Lanny's lovin' it!

ERIC FRANCIS -- Calgary Sun

, Last Updated: 12:33 PM ET


 Before anyone in Calgary gets too nostalgic and starts comparing the Flames' current Cup run to that of 1989, consider the man who became the face of it all figures there are few similarities.

 Lanny McDonald, who co-captained the Flames to their first and only Stanley Cup

 15 years ago, is now a faithful fan of Darryl Sutter's bunch but is convinced comparisons are futile.

 "I totally think they are," said McDonald, who has attended almost every Flames game since he returned from the world hockey championship.

 "The only similarity was Round 1 when they beat Vancouver in overtime in

 Game 7 -- we did that, too, and both times the good guys won. Other than that, in 1989, we were the favourites -- these guys certainly weren't."

 Blessed with talents such as Al MacInnis, Joe Mullen, Doug Gilmour, Joel Otto, Theo Fleury, Gary Roberts, Joe Nieuwendyk and Gary Suter, among others, Terry Crisp's Flames had the league's top powerplay unit, second-best penalty killers and plenty of playoff experience stemming from a loss in the 1986 Stanley Cup final.

 Fast forward to today's bunch, which had relatively no playoff experience and was just hoping to make the playoffs for the first time in eight years, never mind beat anybody or advance to the final.

 "Even with the crowd, it was kind of like, 'Nice play, boys, keep going,' " laughed McDonald of the corporate set that golf-clapped (OK, it was a little rowdier than that) his powerhouse club through the '80s.

 "I don't think it was anywhere near as loud in '89 as what we experienced at the 'Dome (Wednesday) night. Even dating back to the first playoff game this year, during the warmup and the start of the game ... oh my God."

 Much of that has to do with the new generation of fans which has descended on the 'Dome -- after years of frustration and maybe even shame, it's once again cool to be a Flames fan.

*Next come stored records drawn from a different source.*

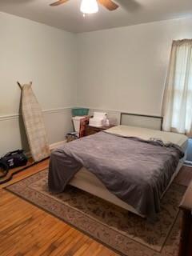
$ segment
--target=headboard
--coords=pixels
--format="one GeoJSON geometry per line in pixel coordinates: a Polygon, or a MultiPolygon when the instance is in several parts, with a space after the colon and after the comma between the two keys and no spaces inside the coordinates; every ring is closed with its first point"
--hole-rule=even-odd
{"type": "Polygon", "coordinates": [[[120,125],[161,130],[162,117],[131,113],[121,113],[120,125]]]}

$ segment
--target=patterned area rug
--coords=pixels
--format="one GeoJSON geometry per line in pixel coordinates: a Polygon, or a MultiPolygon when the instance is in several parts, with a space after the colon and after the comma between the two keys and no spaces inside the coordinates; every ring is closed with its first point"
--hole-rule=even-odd
{"type": "Polygon", "coordinates": [[[48,191],[47,170],[6,188],[50,212],[95,240],[126,256],[176,256],[181,218],[178,206],[186,187],[173,183],[162,201],[159,221],[150,224],[77,188],[48,191]]]}

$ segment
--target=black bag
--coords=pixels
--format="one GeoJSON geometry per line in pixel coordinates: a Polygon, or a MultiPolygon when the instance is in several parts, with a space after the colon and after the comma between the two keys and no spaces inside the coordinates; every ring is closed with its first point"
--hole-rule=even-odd
{"type": "Polygon", "coordinates": [[[24,154],[22,150],[18,150],[7,153],[0,159],[0,161],[5,162],[10,169],[26,166],[27,163],[27,158],[24,154]]]}

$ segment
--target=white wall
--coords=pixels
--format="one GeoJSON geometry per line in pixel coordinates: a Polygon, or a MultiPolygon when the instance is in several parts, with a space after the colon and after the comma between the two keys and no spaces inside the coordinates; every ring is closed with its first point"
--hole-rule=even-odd
{"type": "Polygon", "coordinates": [[[72,129],[70,107],[76,105],[76,35],[0,13],[0,155],[27,147],[18,80],[33,81],[50,143],[63,140],[72,129]]]}
{"type": "Polygon", "coordinates": [[[78,34],[78,106],[160,115],[172,40],[191,28],[177,19],[78,34]]]}
{"type": "MultiPolygon", "coordinates": [[[[72,130],[70,109],[161,114],[173,39],[192,38],[192,19],[74,34],[0,13],[0,155],[27,148],[21,83],[33,81],[50,143],[72,130]]],[[[90,111],[90,112],[91,112],[90,111]]]]}

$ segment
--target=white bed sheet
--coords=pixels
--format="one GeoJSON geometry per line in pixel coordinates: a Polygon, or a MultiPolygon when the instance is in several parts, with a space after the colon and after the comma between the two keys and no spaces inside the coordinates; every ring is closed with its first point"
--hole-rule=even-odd
{"type": "MultiPolygon", "coordinates": [[[[160,130],[126,126],[114,126],[113,128],[108,129],[107,130],[106,130],[106,132],[122,136],[138,137],[142,139],[150,139],[150,138],[159,138],[164,142],[170,142],[172,143],[178,145],[182,148],[184,152],[186,151],[187,148],[188,138],[185,135],[174,133],[168,133],[160,130]]],[[[185,157],[182,159],[180,159],[178,167],[171,178],[169,186],[171,184],[174,178],[177,176],[180,168],[182,166],[185,158],[186,154],[185,157]]],[[[109,201],[142,217],[145,217],[139,214],[137,210],[131,206],[126,204],[121,199],[118,198],[115,195],[111,194],[94,174],[93,174],[84,167],[82,167],[75,174],[74,178],[70,181],[70,184],[94,195],[96,195],[101,198],[109,201]]],[[[167,186],[166,190],[168,189],[169,186],[167,186]]]]}

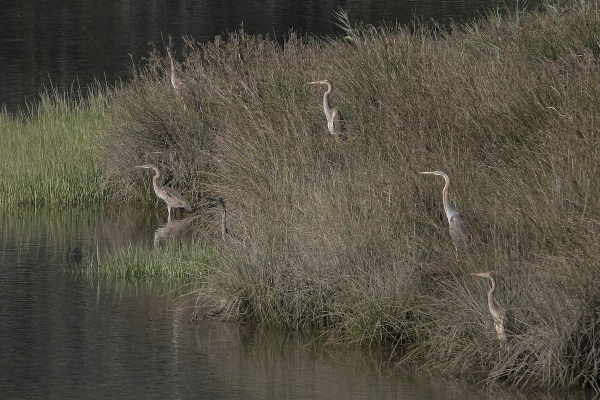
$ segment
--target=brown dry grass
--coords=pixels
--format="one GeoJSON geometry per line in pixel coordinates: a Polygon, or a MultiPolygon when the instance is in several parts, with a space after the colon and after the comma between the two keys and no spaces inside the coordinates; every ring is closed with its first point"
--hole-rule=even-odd
{"type": "Polygon", "coordinates": [[[406,345],[425,367],[489,381],[598,390],[600,14],[548,10],[350,41],[188,41],[180,74],[201,110],[184,110],[156,50],[114,96],[113,191],[151,199],[128,169],[154,162],[191,203],[225,199],[232,237],[204,294],[228,318],[406,345]],[[346,141],[306,85],[325,77],[346,141]],[[472,256],[455,256],[441,179],[417,174],[434,169],[472,256]],[[489,269],[513,322],[502,349],[488,283],[467,275],[489,269]]]}

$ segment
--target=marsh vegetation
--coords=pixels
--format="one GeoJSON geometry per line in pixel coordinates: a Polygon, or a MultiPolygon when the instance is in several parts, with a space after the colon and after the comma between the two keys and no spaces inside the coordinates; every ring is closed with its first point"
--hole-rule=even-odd
{"type": "Polygon", "coordinates": [[[104,194],[95,201],[149,206],[151,184],[132,167],[160,166],[206,216],[218,263],[201,293],[225,319],[401,347],[424,368],[488,382],[600,391],[597,4],[347,34],[187,41],[175,68],[197,109],[178,98],[157,48],[130,83],[78,112],[100,113],[100,126],[91,153],[63,162],[75,176],[102,172],[81,190],[104,194]],[[325,78],[346,140],[329,134],[322,93],[307,85],[325,78]],[[443,184],[418,174],[436,169],[449,175],[472,254],[455,254],[443,184]],[[226,240],[208,197],[227,204],[226,240]],[[488,270],[512,321],[501,348],[489,284],[468,275],[488,270]]]}

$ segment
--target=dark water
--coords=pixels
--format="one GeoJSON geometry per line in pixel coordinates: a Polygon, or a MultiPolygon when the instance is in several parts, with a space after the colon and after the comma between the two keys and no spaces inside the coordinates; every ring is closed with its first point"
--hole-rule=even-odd
{"type": "Polygon", "coordinates": [[[389,349],[194,325],[191,303],[164,282],[71,273],[99,250],[152,245],[157,226],[155,216],[122,209],[0,210],[0,398],[583,398],[514,396],[409,372],[387,362],[389,349]]]}
{"type": "MultiPolygon", "coordinates": [[[[169,35],[200,42],[243,26],[250,34],[283,41],[290,31],[332,35],[339,7],[351,21],[379,26],[413,18],[442,25],[464,21],[486,10],[528,9],[529,2],[469,0],[313,0],[310,1],[135,2],[8,0],[0,13],[0,104],[14,112],[35,101],[44,88],[84,92],[95,79],[113,85],[127,80],[139,62],[169,35]]],[[[181,46],[182,41],[179,40],[181,46]]],[[[162,47],[161,47],[162,48],[162,47]]]]}

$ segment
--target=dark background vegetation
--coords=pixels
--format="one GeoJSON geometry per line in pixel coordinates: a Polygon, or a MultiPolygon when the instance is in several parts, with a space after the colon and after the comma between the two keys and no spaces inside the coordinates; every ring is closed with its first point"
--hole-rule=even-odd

 "It's great for the younger generation -- the crowd now is younger, louder and more boisterous," said McDonald, whose moustached mug is still the city's most recognizable. "My two boys, who were too young to remember '89, are living for this."

 One look at the Sea of Red that dominates the 'Dome as well as city streets these days, it's easy to see why the club's new jersey is poised to eclipse an NHL record for sales.

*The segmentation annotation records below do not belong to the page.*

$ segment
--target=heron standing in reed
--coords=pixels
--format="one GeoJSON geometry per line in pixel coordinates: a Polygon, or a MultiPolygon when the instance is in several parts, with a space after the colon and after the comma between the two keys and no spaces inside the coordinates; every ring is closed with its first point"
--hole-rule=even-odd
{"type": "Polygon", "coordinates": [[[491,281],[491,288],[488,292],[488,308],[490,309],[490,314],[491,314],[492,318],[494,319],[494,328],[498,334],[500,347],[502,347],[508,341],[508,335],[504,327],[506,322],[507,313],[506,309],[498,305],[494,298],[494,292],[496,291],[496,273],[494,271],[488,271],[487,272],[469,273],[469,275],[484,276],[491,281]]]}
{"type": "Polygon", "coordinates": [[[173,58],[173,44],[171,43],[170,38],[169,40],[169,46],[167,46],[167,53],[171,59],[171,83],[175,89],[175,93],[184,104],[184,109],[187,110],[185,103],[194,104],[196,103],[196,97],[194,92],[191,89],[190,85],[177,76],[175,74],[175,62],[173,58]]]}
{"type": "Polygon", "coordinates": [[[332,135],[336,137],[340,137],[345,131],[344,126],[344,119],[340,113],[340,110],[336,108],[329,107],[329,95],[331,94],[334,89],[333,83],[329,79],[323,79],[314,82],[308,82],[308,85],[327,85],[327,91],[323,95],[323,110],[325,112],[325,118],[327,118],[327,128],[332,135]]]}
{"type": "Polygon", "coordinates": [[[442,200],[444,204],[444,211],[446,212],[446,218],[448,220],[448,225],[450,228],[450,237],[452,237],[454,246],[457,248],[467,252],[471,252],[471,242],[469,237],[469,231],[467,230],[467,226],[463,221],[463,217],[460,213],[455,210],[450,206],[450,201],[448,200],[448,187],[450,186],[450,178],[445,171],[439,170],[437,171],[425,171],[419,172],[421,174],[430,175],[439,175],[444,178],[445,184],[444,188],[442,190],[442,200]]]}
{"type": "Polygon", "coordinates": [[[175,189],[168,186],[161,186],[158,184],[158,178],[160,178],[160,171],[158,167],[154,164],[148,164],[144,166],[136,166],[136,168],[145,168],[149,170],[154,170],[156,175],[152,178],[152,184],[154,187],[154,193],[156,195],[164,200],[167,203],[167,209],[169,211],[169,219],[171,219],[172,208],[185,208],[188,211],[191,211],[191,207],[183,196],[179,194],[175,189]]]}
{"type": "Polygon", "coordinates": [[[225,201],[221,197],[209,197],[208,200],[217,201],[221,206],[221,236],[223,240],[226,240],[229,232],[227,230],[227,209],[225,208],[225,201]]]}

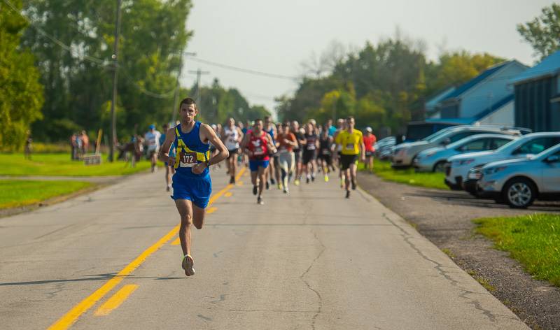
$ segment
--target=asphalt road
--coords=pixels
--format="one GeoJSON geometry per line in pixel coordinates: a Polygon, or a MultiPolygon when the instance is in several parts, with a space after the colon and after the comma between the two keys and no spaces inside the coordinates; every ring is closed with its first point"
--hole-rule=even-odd
{"type": "Polygon", "coordinates": [[[186,278],[163,173],[0,219],[2,329],[528,329],[396,214],[336,180],[213,173],[186,278]]]}

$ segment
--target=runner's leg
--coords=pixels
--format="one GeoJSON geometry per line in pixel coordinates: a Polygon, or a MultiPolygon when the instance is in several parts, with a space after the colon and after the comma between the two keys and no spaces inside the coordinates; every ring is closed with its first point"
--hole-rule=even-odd
{"type": "Polygon", "coordinates": [[[176,199],[175,206],[181,216],[179,240],[183,254],[190,254],[192,241],[190,229],[192,225],[192,202],[188,199],[176,199]]]}

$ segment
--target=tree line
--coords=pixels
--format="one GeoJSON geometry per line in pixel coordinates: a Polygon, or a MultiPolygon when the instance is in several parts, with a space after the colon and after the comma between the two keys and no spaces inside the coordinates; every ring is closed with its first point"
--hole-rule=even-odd
{"type": "MultiPolygon", "coordinates": [[[[109,131],[116,2],[0,1],[0,149],[18,149],[29,129],[45,142],[67,141],[82,129],[92,137],[100,128],[109,131]]],[[[193,33],[186,29],[191,7],[191,0],[122,1],[115,103],[120,140],[172,119],[182,54],[193,33]]],[[[558,50],[560,5],[544,8],[517,30],[536,57],[558,50]]],[[[306,64],[294,95],[278,99],[279,117],[353,115],[360,124],[396,133],[424,118],[430,95],[503,59],[456,51],[431,62],[425,53],[421,43],[399,35],[352,52],[333,47],[306,64]]],[[[270,114],[217,80],[181,88],[179,94],[190,92],[199,94],[208,122],[270,114]]]]}

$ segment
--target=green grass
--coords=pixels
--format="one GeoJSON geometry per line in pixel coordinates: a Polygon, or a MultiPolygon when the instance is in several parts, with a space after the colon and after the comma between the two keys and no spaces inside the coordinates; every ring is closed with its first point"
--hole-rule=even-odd
{"type": "Polygon", "coordinates": [[[124,162],[109,163],[104,156],[100,165],[88,166],[71,160],[70,154],[34,154],[31,157],[29,161],[23,154],[0,154],[0,175],[120,175],[150,168],[146,160],[136,163],[133,168],[124,162]]]}
{"type": "Polygon", "coordinates": [[[560,287],[560,215],[476,219],[476,231],[508,251],[530,274],[560,287]]]}
{"type": "Polygon", "coordinates": [[[92,186],[83,181],[0,180],[0,209],[35,204],[92,186]]]}
{"type": "MultiPolygon", "coordinates": [[[[358,169],[365,171],[363,164],[358,164],[358,169]]],[[[416,173],[414,168],[395,170],[391,167],[391,162],[376,159],[374,162],[373,172],[384,180],[394,181],[407,185],[449,190],[442,173],[416,173]]]]}

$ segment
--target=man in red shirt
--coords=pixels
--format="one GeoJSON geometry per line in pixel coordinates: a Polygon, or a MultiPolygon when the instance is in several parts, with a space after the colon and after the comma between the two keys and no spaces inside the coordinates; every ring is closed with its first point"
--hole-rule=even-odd
{"type": "Polygon", "coordinates": [[[377,142],[377,138],[372,133],[372,128],[365,127],[365,134],[363,136],[363,144],[365,146],[365,168],[373,171],[373,154],[375,148],[373,147],[377,142]]]}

 "This is the magical run of all time," said the

 51-year-old Hanna boy, one of many active alumni thrilled to see hockey stealing the show again.

 "Not only are they advancing but momentum is building in the city. It's wonderful to see. You're downtown and everywhere you go, from hospitals to offices people are wearing T-shirts and jerseys. There were 30,000 people on 17th Avenue last night, not to mention 3,000 or 4,000 downtown and there's no serious damage being done. No one is turning over cars or vandalizing -- it's just good clean fun."

 On top of the fact his team thrived on skill while Sutter's club is all about heart, McDonald says another difference between the two Cup charges stems from a sense of urgency he figures the current team has.

 "When we lost in the final in 1986, we just thought, 'Oh well, we'll be back there next year,' " said the Hall-of-Famer, who retired after winning the Cup and scoring 500 goals with Toronto, Colorado and Calgary.

 "Hey, it took three years with great clubs for us to get another chance. It doesn't happen very often. Remember, both San Jose and Calgary didn't make the playoffs last year. That's how thin a line it is. You're there and you have to take advantage of it and I'm sure with guys like Martin Gelinas and Rhett Warrener (who've been to three and two previous finals respectively), Darryl (Sutter) will talk about that."

 So, can this bunch finish the same way the '89 team did?

 "People ask, 'Can they win?' Well, hold on a second -- they just beat out the top three seeds," said McDonald.

 "Do they have a chance? Not only do they have a chance, they have a great chance."

 Funny, that's what they said in '89.